Согласно этому, первая часть является прямым, вторая - косвенным доказательством, что теология есть антропология; вторая часть тесно связана с первой и не имеет самостоятельного значения. Ее цель - доказать только, что смысл, в котором там понимается религия, должен быть правильным, потому что противоположный смысл есть бессмыслица. Короче: в первой части я имел дело главным образом с религией, а во второй с т е о л о г и е й, - я говорю: главным образом, потому что и в первой части мне иногда приходилось касаться теологии, а во второй - религии. Но многие ошибаются, предполагая, что я имел в виду только обыкновенную теологию, от которой я. напротив, старался держаться как можно дальше, ограничиваясь самым существенным, самым строгим, самым необходимым определением предмета. Так, напр., рассматривая таинства, я остановился только на двух, потому что в строгом смысле, согласно толкованию Лютера, есть только два таинства. (Лютер, ч. XVII стр. 558). Следовательно, я ограничивался только тем определением, которое сообщает предмету общий интерес, возвышает его над ограниченной сферой теологии, и таким образом я имел в виду умозрительную теологию или философию.
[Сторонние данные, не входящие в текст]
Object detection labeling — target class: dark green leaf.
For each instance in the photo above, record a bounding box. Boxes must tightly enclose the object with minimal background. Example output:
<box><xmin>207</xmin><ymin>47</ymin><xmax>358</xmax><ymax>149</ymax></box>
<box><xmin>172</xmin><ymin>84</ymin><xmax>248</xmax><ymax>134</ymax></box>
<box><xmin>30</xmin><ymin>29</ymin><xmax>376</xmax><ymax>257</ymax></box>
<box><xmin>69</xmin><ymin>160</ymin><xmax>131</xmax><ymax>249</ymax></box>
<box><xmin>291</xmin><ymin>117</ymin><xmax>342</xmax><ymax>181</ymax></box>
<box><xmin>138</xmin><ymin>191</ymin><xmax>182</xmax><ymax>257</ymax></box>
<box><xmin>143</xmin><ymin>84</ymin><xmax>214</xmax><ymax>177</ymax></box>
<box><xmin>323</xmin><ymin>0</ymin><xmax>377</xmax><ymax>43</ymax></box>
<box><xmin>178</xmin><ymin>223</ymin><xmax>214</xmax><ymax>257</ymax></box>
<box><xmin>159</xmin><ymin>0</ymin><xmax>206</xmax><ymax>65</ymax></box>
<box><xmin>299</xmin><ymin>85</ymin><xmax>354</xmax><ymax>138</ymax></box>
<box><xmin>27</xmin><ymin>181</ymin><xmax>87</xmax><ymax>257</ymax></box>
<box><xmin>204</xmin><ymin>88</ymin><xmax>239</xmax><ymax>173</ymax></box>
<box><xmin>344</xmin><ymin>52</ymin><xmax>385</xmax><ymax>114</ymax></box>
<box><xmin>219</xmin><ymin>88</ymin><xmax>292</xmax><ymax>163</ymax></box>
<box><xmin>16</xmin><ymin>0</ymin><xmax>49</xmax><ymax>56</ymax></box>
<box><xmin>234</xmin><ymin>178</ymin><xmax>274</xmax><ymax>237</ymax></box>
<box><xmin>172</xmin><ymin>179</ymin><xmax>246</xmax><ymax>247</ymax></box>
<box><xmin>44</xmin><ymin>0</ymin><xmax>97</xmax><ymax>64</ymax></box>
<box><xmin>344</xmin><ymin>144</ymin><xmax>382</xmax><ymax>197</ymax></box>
Я говорю теологию, а не теологов; ибо я умею останавливаться всюду только на том, что составляет primam causam, оригинал, а не копию, принципы, а не личности, род, а не индивидов, объекты истории, а не объекты chronique scandaleuse.
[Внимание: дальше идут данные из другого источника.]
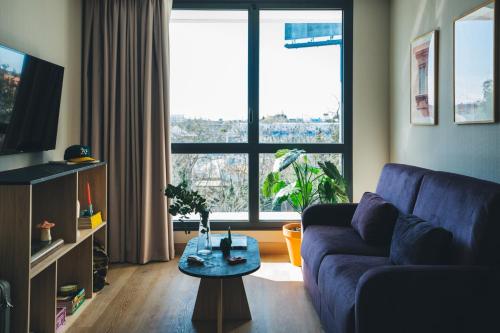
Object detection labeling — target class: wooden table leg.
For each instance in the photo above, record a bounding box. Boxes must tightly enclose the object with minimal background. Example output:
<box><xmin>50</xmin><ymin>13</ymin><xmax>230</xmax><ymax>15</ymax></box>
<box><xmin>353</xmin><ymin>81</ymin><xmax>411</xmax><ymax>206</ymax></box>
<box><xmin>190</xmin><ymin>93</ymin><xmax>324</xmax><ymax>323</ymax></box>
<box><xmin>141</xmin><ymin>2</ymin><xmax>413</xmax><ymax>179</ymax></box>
<box><xmin>217</xmin><ymin>279</ymin><xmax>224</xmax><ymax>333</ymax></box>
<box><xmin>192</xmin><ymin>277</ymin><xmax>252</xmax><ymax>332</ymax></box>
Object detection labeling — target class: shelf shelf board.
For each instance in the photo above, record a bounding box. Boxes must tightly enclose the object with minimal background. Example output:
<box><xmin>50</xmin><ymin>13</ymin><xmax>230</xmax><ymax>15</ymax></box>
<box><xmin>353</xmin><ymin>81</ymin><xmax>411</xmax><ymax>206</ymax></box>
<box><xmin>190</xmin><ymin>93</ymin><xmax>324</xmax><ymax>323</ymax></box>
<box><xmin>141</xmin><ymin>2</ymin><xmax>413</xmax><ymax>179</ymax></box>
<box><xmin>0</xmin><ymin>162</ymin><xmax>106</xmax><ymax>185</ymax></box>
<box><xmin>30</xmin><ymin>222</ymin><xmax>106</xmax><ymax>279</ymax></box>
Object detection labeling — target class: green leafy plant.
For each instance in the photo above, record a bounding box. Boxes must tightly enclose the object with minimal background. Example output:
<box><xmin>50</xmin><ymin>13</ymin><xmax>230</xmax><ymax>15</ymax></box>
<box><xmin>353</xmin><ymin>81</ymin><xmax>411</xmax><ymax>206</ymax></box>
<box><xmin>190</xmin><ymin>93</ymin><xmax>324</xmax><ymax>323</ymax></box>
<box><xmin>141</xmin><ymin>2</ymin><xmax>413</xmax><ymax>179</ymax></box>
<box><xmin>165</xmin><ymin>181</ymin><xmax>210</xmax><ymax>233</ymax></box>
<box><xmin>262</xmin><ymin>149</ymin><xmax>349</xmax><ymax>213</ymax></box>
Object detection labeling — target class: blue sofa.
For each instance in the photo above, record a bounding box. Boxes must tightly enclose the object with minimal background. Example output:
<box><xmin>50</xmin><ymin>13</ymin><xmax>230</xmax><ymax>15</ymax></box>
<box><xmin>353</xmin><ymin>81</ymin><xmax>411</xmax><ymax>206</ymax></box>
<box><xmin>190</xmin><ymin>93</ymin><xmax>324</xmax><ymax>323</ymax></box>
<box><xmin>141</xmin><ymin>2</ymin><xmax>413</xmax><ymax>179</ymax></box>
<box><xmin>302</xmin><ymin>164</ymin><xmax>500</xmax><ymax>333</ymax></box>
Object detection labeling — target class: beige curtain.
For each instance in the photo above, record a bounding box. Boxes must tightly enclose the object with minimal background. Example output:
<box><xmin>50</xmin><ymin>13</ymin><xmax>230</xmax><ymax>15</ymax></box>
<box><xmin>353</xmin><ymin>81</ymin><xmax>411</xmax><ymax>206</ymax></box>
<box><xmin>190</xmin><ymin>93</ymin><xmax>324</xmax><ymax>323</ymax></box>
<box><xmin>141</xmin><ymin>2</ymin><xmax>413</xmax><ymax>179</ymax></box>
<box><xmin>82</xmin><ymin>0</ymin><xmax>174</xmax><ymax>264</ymax></box>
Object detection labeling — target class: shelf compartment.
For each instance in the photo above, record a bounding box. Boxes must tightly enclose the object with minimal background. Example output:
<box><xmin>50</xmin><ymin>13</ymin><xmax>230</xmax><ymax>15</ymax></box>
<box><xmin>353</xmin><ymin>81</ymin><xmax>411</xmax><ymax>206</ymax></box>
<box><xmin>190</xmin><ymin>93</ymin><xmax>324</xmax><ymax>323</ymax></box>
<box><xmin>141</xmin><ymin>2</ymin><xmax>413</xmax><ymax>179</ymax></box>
<box><xmin>30</xmin><ymin>222</ymin><xmax>106</xmax><ymax>279</ymax></box>
<box><xmin>78</xmin><ymin>165</ymin><xmax>108</xmax><ymax>221</ymax></box>
<box><xmin>31</xmin><ymin>174</ymin><xmax>77</xmax><ymax>243</ymax></box>
<box><xmin>57</xmin><ymin>237</ymin><xmax>93</xmax><ymax>298</ymax></box>
<box><xmin>30</xmin><ymin>262</ymin><xmax>57</xmax><ymax>333</ymax></box>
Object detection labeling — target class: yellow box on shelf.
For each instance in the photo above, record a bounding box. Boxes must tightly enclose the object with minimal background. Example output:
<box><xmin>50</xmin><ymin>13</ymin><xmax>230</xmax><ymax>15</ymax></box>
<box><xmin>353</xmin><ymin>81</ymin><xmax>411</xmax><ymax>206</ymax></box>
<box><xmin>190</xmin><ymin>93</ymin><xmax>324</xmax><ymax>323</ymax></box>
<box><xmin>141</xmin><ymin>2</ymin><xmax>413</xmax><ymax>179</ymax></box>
<box><xmin>78</xmin><ymin>212</ymin><xmax>102</xmax><ymax>229</ymax></box>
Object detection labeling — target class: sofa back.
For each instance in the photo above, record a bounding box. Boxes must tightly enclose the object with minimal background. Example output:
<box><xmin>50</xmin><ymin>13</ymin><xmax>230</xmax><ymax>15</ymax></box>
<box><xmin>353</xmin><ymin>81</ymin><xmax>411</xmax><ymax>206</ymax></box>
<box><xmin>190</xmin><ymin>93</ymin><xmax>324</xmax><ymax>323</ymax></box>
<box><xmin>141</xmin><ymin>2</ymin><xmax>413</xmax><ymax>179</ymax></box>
<box><xmin>413</xmin><ymin>172</ymin><xmax>500</xmax><ymax>265</ymax></box>
<box><xmin>377</xmin><ymin>163</ymin><xmax>431</xmax><ymax>214</ymax></box>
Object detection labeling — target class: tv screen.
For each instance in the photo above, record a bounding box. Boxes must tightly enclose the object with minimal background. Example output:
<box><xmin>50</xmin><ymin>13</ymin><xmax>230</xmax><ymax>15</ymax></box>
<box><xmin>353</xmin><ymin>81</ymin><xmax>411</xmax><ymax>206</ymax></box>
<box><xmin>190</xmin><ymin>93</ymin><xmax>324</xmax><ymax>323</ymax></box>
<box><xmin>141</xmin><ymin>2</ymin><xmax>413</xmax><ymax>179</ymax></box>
<box><xmin>0</xmin><ymin>44</ymin><xmax>64</xmax><ymax>154</ymax></box>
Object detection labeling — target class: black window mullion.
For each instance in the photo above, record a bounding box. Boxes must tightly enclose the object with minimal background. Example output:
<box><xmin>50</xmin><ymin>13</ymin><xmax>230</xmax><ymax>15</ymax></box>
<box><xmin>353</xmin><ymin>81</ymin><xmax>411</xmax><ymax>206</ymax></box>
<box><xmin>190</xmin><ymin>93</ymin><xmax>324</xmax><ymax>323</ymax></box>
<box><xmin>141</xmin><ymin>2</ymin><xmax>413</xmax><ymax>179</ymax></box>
<box><xmin>248</xmin><ymin>5</ymin><xmax>259</xmax><ymax>225</ymax></box>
Если бы моя книга заключала в себе только вторую часть, то можно было бы упрекнуть меня в исключительно отрицательной тенденции, и положение "религия есть ничто, нелепость" принять за существенное содержание ее. Но я не говорю: Бог есть ничто, Троица ничто, Слово Божие ничто и т. д. (поступить так было бы весьма легко). Я показываю только, что они не то, чем они являются в иллюзии теологии, что они не иноземные, а родные нам мистерии человеческой природы. Я показываю, что религия принимает мнимую, поверхностную сущность природы и человечества за их истинную, внутреннюю сущность, а их истинную, эзотерическую сущность представляет себе в качестве другого, особого существа, благодаря чему все религиозные определения Бога, напр., определения Слова Божия по крайней мере, не отрицательные в вышеуказанном смысле - определяют или объективирует только истинную сущность человеческого слова. Упрек в том, что по смыслу моей книги религия является бессмыслицей, ничем, чистой иллюзией, имел бы основание только тогда, если бы я назвал бессмыслицей, чистой иллюзией то, к чему я свожу религию, что я считаю ее истинным предметом и содержанием, т. е. человека, антропологию. Но я далек от того, чтобы придавать антропологии ничтожное или хотя второстепенное значение - такое значение свойственно ей лишь постольку, поскольку ей противопоставляется теология, как нечто высшее. Низводя теологию на степень антропологии, я возвышаю антропологию до теологии подобно христианству, которое, унизив Бога до человека, сделало человека Богом - хотя и далеким от человека, трансцендентным, фантастическим Богом. Поэтому и самое слово антропология понимается мною не в смысле Гегелевской или иной философии, а в бесконечно более высоком и всеобщем смысле.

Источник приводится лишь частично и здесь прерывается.